Estimated Reading Time: 17 minutes (3,500 words)

If you’ve been on the keto diet for a while, you’ve probably heard about intermittent fasting. Some experts suggest that combining these two eating styles could send your fat-burning into overdrive and turn you into a well-oiled machine. 

While there’s a lot of potential benefit in combining these two meal plans, it’s possible to overdo it, wreck your adrenals, and send your hormones spinning out of balance. Understanding the nuances of these two diet plans is critical to using them effectively and avoiding harm to yourself.

This comprehensive guide to the ketogenic diet and intermittent fasting will help you understand both diets, how they work and why, and what benefits you might receive from using them in conjunction with each other. 

Woman in Kitchen Preparing Keto Meal While Intermittent Fasting

What is the Ketogenic Diet?

The ketogenic diet (also known as the keto diet) is a very low-carb, high-fat diet. In most versions of the diet, eaters are restricted to between 20 and 50 grams of net carbohydrates per day for a 2000 calorie diet. This roughly breaks down in macronutrients like this:

  • 55% - 60% fat
  • 30% - 35% protein 
  • 5% - 10% net carbohydrates

Net carbohydrates take into account fiber and sugar alcohols and their smaller effect on blood sugar and ketosis. To calculate net carb intake, take total grams of carbs and subtract grams of fiber. That number is the net carbs for that serving of food. If the food contains sugar alcohol like erythritol, you’ll subtract half the grams of sugar alcohols from total carbs to reach net carbs.

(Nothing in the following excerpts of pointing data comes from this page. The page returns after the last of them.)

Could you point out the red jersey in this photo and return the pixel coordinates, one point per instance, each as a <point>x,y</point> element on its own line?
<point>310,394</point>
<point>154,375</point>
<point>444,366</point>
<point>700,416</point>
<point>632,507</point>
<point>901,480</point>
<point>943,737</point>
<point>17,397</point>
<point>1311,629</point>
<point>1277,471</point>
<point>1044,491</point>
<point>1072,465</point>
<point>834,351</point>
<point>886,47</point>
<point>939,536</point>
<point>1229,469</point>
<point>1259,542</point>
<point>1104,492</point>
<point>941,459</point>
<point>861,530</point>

If you’re trying to lose weight using the keto diet, you’ll still need to maintain a calorie deficit, but the idea is that by eating this way, your efforts will be much more effective than simple calorie restriction. 

History

The ketogenic diet was first developed in 1921 for epileptic children to combat seizures. Pioneering doctor and researcher, Dr. Russel Wilder, found that by restricting carbohydrates and inducing a state of ketosis, his epileptic patients could arrest their seizures. 

This diet was later adapted to help obese patients with type 2 diabetes lose fat and control their blood sugar and insulin levels. Other potential health benefits of keto that are being explored scientifically include helping arrest the growth of certain cancers, improved cognitive function, improved cardiovascular health, and possibly even staving off symptoms of Alzheimer's and Parkinson's disease.

Ketosis

Getting into a state of ketosis is the main objective of the keto diet. Ketosis is a metabolic state that occurs when your body ceases using glucose for fuel and switches to ketone bodies produced by the liver to give you energy and power your brain

Ketone bodies (also called ketones) are acids converted from fat through the liver. When you change your body’s fuel source from carbohydrates to fat, you stop burning glucose, deplete your glycogen stores, and begin burning ketones for energy. 

This process jump-starts the fat-burning process in your body, which accelerates weight loss. It also allows you to avoid blood sugar spikes and drops that come with eating carbohydrates and the resulting surge of insulin that comes with that. As a result, you can regain any lost insulin sensitivity while jump-starting fat loss.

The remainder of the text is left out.